Europe Start-Up Report for 2016 (Summary)

While investment in German start-ups declined somewhat in 2016, with Berlin being particularly weak, this is not a cause for concern coming, as it does, off an extremely high base.

A new report by Ernst & Young shows that competition in Europe is fierce and that investment in start-ups has also declined. Germany is also weak in the ‘start-up barometer’ when compared to other European countries, with Berlin falling to the fourth most important city in Europe for start-up investment.

While risk capital investments increased in Germany in numerical terms, rising 17 per cent to 486 rounds in 2016, the number of financing transactions across Europe increased by a remarkable 41 percent to 2,340 – more than twice as high as in Germany. Great Britain and Sweden in particular showed good performance: both countries doubled the number of their investments, Britain with 535 while Sweden reached 134.

In terms of the number of loans on a city basis, Berlin had to beat the French and British capitals. Paris grew slightly to 300, and London significantly to 291 loans. Berlin was in third place with 220. While Munich had 56 and Hamburg 40 investment rounds, and thereby also made it into the European Top 10.

It was in terms of value of these loans where the decline in overall risk capital investment shows up, and a strong downward trend is evident. In Germany, the total value of all venture capital (VC) investments fell by 30% to EUR 2.2 billion. In comparison, the volume of capital declined throughout Europe by 11% to 11.8 billion euros.

In Germany what was clear was the lack of large transactions. The number of investments over 100 million euros fell from seven in 2015 to zero last year. In contrast to Germany, Great Britain and France continued to make slight increases in 2016. Germany’s lead as the second largest market for VC investment was only slightly ahead of France.
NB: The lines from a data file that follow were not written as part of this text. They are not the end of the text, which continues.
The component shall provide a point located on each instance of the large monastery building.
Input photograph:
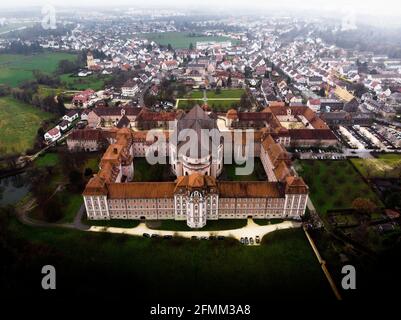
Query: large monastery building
(198, 194)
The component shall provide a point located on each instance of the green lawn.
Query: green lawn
(145, 172)
(99, 265)
(219, 105)
(19, 123)
(95, 82)
(384, 166)
(211, 94)
(47, 160)
(180, 40)
(264, 222)
(334, 184)
(111, 223)
(211, 225)
(258, 174)
(16, 68)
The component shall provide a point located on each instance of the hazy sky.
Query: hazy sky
(372, 7)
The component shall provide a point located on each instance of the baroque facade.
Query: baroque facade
(197, 195)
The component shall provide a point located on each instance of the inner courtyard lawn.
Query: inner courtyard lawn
(258, 173)
(384, 166)
(145, 172)
(19, 123)
(92, 264)
(334, 184)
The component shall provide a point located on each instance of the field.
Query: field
(222, 101)
(258, 173)
(19, 123)
(384, 166)
(110, 267)
(334, 184)
(95, 82)
(180, 40)
(69, 201)
(17, 68)
(144, 172)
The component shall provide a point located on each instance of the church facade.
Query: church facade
(198, 194)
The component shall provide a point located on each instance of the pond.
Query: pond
(13, 189)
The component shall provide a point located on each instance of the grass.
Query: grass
(264, 222)
(384, 166)
(107, 266)
(258, 174)
(334, 184)
(111, 223)
(212, 94)
(95, 82)
(19, 123)
(211, 225)
(145, 172)
(17, 68)
(180, 40)
(233, 96)
(47, 160)
(73, 203)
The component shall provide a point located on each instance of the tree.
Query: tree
(364, 206)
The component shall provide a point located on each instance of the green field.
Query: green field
(384, 166)
(231, 99)
(19, 123)
(212, 94)
(17, 68)
(211, 225)
(334, 184)
(258, 174)
(95, 82)
(180, 40)
(145, 172)
(99, 265)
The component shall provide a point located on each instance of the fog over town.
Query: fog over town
(228, 150)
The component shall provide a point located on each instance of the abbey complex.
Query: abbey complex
(198, 193)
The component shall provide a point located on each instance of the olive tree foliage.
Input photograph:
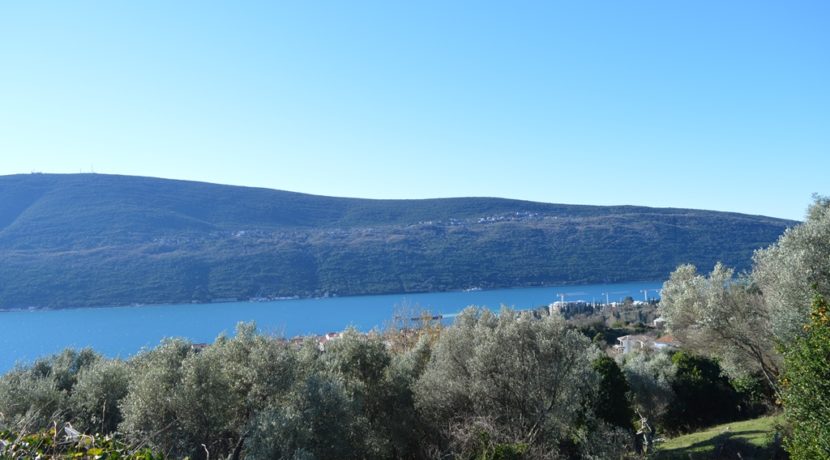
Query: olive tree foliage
(181, 397)
(787, 271)
(649, 376)
(97, 395)
(353, 401)
(508, 382)
(33, 397)
(806, 383)
(722, 316)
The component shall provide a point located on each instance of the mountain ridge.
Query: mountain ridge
(95, 239)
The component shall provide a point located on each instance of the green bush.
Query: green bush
(806, 387)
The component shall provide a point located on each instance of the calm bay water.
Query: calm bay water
(123, 331)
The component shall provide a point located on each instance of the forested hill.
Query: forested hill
(91, 239)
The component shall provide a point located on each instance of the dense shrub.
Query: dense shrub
(806, 394)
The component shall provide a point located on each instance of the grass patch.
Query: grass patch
(751, 439)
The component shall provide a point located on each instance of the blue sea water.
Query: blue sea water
(124, 331)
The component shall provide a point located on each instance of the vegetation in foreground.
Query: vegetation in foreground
(492, 386)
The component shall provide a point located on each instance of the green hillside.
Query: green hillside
(90, 239)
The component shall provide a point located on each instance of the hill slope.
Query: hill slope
(90, 239)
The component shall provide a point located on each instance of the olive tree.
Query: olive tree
(37, 395)
(806, 394)
(507, 381)
(786, 272)
(724, 317)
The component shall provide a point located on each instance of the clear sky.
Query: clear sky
(704, 104)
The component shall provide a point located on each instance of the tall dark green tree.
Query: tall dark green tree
(612, 404)
(806, 384)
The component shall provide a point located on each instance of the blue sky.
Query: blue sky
(705, 104)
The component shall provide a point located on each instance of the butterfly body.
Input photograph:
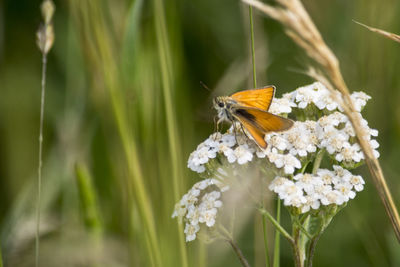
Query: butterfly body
(250, 109)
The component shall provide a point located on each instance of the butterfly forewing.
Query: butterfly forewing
(260, 98)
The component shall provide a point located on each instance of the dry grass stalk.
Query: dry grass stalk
(299, 26)
(389, 35)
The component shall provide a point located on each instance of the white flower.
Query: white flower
(332, 197)
(356, 181)
(326, 187)
(291, 163)
(282, 105)
(242, 154)
(208, 217)
(311, 202)
(349, 153)
(191, 231)
(359, 100)
(200, 206)
(279, 183)
(345, 189)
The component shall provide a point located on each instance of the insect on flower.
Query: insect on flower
(250, 109)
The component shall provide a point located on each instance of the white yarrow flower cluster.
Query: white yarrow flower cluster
(337, 137)
(224, 144)
(310, 191)
(318, 95)
(200, 206)
(320, 128)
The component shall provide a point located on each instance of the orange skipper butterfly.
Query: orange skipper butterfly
(250, 109)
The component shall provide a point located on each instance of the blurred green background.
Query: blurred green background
(124, 109)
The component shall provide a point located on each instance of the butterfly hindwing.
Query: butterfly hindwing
(260, 98)
(257, 135)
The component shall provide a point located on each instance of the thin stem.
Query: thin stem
(1, 258)
(277, 225)
(277, 235)
(167, 85)
(267, 260)
(228, 237)
(39, 184)
(311, 249)
(253, 54)
(296, 248)
(239, 253)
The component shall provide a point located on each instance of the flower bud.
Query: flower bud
(48, 9)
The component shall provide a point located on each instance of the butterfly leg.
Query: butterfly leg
(235, 131)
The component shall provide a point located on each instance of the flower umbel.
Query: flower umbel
(292, 164)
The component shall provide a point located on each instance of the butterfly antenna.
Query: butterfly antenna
(205, 86)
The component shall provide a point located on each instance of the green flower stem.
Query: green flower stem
(1, 258)
(253, 54)
(277, 235)
(228, 237)
(303, 228)
(267, 259)
(277, 225)
(39, 185)
(318, 159)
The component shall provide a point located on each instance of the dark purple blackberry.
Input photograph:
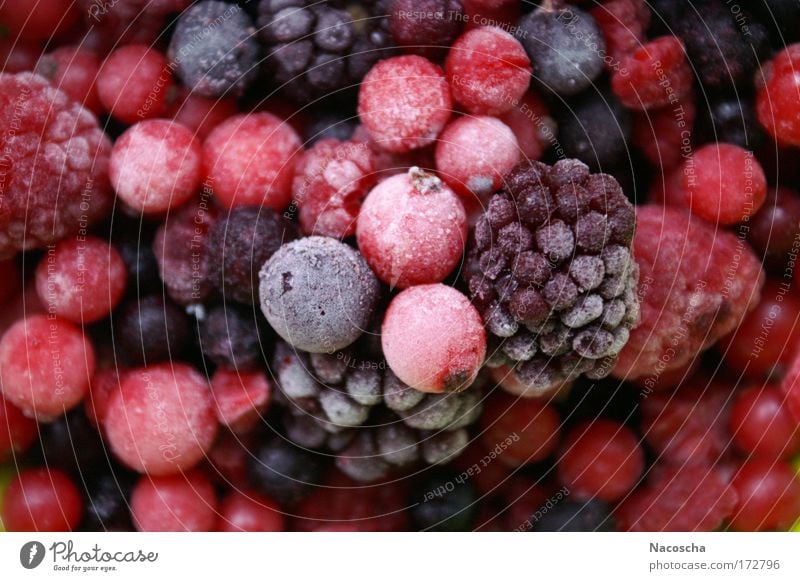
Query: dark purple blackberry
(551, 270)
(317, 48)
(238, 246)
(214, 49)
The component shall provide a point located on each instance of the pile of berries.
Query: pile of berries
(339, 265)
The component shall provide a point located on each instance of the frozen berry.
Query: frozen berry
(433, 338)
(156, 165)
(177, 503)
(318, 294)
(161, 420)
(724, 183)
(42, 500)
(250, 160)
(81, 279)
(133, 83)
(468, 167)
(404, 103)
(45, 366)
(53, 176)
(412, 229)
(488, 71)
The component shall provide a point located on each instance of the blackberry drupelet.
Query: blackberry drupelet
(550, 268)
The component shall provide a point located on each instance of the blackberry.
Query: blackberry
(317, 48)
(215, 50)
(551, 270)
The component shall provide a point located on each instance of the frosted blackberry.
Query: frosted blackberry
(550, 269)
(317, 48)
(215, 50)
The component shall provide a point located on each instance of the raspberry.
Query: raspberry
(412, 229)
(239, 244)
(655, 75)
(53, 175)
(318, 294)
(682, 498)
(81, 279)
(433, 339)
(134, 82)
(250, 160)
(45, 366)
(476, 170)
(697, 283)
(551, 271)
(404, 103)
(42, 500)
(215, 50)
(161, 419)
(177, 503)
(488, 71)
(331, 181)
(156, 165)
(724, 184)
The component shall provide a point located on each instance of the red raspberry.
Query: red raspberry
(696, 283)
(45, 366)
(404, 103)
(53, 165)
(724, 183)
(476, 170)
(134, 82)
(331, 181)
(433, 338)
(250, 160)
(156, 165)
(655, 75)
(488, 71)
(682, 498)
(412, 229)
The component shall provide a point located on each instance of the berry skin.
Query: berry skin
(534, 422)
(724, 184)
(769, 496)
(42, 500)
(133, 83)
(601, 459)
(318, 294)
(488, 71)
(250, 161)
(404, 103)
(177, 503)
(45, 366)
(48, 197)
(412, 229)
(156, 165)
(433, 339)
(762, 425)
(476, 170)
(655, 75)
(81, 279)
(161, 420)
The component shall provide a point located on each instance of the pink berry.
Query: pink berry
(45, 366)
(404, 103)
(161, 420)
(81, 279)
(133, 83)
(468, 167)
(412, 229)
(488, 71)
(177, 503)
(250, 160)
(433, 338)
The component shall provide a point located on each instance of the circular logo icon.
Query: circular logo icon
(31, 554)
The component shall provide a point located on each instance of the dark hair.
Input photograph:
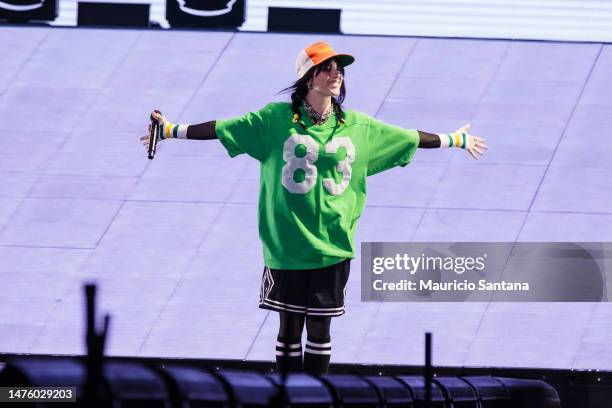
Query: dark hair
(299, 90)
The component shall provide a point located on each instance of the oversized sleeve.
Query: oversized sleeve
(389, 146)
(245, 134)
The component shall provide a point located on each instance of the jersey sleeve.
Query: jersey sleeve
(245, 134)
(389, 146)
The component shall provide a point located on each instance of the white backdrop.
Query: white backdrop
(569, 20)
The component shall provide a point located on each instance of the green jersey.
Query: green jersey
(313, 180)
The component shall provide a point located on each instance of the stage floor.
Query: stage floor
(173, 242)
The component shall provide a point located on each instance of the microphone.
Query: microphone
(153, 137)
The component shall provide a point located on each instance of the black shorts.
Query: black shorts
(310, 292)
Berlin had to vacate its top position from 2015 and only managed to finish in fourth place in 2016. London, Paris and even Stockholm clearly outperformed the German capital in investment volume. Here, London came in with € 2.2 billion, Paris € 1.3 billion and Stockholm to € 1.2 billion. Berlin recorded €1 billion euros in investment, a decline of more than 50 percent.

Deals in Germany:

The winners were the mobility, health and energy sectors. The largest deals for Germany were made by HelloFresh (85 million euros), Heliatek (80 million euros), Sonnen (76 million euros), Flixbus (72 million euros) and GoEuro (63 million euros).

Most Active Region in Germany:

Both in the number and the sum, Berlin is still far ahead of other German cities. E-commerce, mobility and fintechs remain the strengths of the capital. However, second-placed Bavaria continues to close in on the capital. While the amount of capital invested in Berlin was more than halved, Bavaria almost doubled its commitment to € 527 million. It is especially strong is the area of Health.

Conclusion:

The number of medium-sized deals is impressive for the strength of the German start-up scene. The decline in the German-wide investment volume alone is due to the absence of large transactions of more than 100 million.

The original report can be downloaded from Ernst & Young (german only).